Geothermal and glorious, Budapest’s Gellért Baths opened in 1918, the year that marked the end of World War I and the Austro-Hungarian Empire’s collapse.
The Art Nouveau complex, slathered with sculpture and mosaics, tempted locals and visitors alike with its effervescent natatorium, mud baths, and treatment rooms for ailments of every kind. In the Roaring ’20s, when this gaggle was captured frolicking in the outdoor pool, the spa’s future looked as bright as its waters.
However, bombs from a second world war and a descending Iron Curtain took their toll on the therapeutic icon. Following decades of decline, a major makeover in 2008 restored the Gellért to an imperial gleam.
Here are a few memorable takeaways from the soak of a century:
- The bath’s adjoining Hotel Gellért is a storied four-star hostelry known as the “First Lady of Hungarian Tourism.” Really.
- There’s a reason they call Budapest the “City of Spas.” The city, which spans the Danube, is built over more than 100 natural springs that feed its many bath houses.

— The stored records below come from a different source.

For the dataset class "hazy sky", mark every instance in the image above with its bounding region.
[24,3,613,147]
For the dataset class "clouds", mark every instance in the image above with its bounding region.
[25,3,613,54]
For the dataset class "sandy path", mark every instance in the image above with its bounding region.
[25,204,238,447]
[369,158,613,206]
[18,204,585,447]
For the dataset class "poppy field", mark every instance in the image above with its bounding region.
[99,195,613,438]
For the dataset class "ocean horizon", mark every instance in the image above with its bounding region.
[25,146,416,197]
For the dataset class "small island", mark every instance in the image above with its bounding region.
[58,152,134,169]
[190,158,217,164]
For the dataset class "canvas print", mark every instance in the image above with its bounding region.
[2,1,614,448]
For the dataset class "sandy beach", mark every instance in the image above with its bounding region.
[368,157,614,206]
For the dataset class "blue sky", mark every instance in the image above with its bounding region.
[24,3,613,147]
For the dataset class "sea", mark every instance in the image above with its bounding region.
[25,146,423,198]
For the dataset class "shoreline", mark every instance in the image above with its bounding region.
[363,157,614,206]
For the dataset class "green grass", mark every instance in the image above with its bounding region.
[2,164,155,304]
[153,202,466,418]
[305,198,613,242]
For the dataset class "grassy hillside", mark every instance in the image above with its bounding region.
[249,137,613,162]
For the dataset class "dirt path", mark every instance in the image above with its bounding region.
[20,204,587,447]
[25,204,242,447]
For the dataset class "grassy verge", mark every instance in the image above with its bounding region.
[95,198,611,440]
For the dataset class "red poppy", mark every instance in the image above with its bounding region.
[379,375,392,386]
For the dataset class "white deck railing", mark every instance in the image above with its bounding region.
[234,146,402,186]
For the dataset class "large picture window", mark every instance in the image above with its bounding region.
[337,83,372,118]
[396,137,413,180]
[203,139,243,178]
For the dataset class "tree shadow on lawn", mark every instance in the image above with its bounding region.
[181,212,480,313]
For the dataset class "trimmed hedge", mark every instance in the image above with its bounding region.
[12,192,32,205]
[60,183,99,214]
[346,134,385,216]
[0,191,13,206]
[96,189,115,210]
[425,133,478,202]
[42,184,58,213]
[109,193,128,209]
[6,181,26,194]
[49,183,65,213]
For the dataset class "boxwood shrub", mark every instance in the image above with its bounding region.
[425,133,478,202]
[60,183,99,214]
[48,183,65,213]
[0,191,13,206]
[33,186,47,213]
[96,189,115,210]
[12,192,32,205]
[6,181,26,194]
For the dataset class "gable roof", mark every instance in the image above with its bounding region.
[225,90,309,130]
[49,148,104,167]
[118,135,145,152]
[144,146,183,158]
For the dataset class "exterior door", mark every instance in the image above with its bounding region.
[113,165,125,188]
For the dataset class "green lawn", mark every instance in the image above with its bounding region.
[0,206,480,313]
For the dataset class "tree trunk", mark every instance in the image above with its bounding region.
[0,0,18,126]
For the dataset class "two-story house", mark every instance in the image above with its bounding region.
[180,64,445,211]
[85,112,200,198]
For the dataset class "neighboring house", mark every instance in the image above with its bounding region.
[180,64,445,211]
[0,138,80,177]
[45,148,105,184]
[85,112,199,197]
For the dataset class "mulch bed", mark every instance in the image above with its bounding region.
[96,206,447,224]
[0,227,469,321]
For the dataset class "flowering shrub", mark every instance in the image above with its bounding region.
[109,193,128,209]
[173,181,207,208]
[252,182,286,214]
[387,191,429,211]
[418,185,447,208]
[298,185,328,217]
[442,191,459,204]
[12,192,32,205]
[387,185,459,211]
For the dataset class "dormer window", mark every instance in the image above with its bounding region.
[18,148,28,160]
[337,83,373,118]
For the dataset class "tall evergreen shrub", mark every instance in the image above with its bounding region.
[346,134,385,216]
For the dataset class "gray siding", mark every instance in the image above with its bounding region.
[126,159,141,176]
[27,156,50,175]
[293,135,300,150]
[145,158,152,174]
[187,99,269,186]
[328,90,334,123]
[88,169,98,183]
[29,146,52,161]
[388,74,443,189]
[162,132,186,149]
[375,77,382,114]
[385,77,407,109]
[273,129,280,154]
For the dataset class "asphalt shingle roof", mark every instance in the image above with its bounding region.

On the whole, Hungary boasts some 1,500 thermal springs, 450 baths, and the biggest thermal lake in Europe, Lake Hévíz.
- The first structure to inhabit the site where the Gellért complex now stands was built in the 13th century—a hospital erected by Hungarian King Andrew II’s doctor—to make use of the healing waters below the Earth’s surface. Invading Turks built baths in Budapest in the 16th century.
- The Gellért’s trademark tiles were made by Zsolnay Porcelain Manufacturing. Still around, the company now sells ceramics to IKEA.
- One of the outside pools boasts a Jazz Age wave-making machine—the first of its kind. Installed in 1927, it’s still making a splash.
- The Gellért’s thermal pools were long segregated by sex. Bathers swam nude or wore a kötény, a modest apron. In 2013, management allowed men and women to bathe together. Swimsuits that “cover the most important gender essentials” are now required.
- The bath treatments on offer at the complex include a unique salt chamber where patrons inhale salt-scented air for relief from asthma and other respiratory problems.
- One Hungarian bathing beauty you wouldn’t want to meet: Countess Elizabeth Bathory. Perhaps the most prolific female serial killer of all time, Bathory is rumored to have soaked in the blood of young girls she had murdered. She was bricked up inside a castle in present-day Slovakia in 1611, where she died three years later at the age of 54.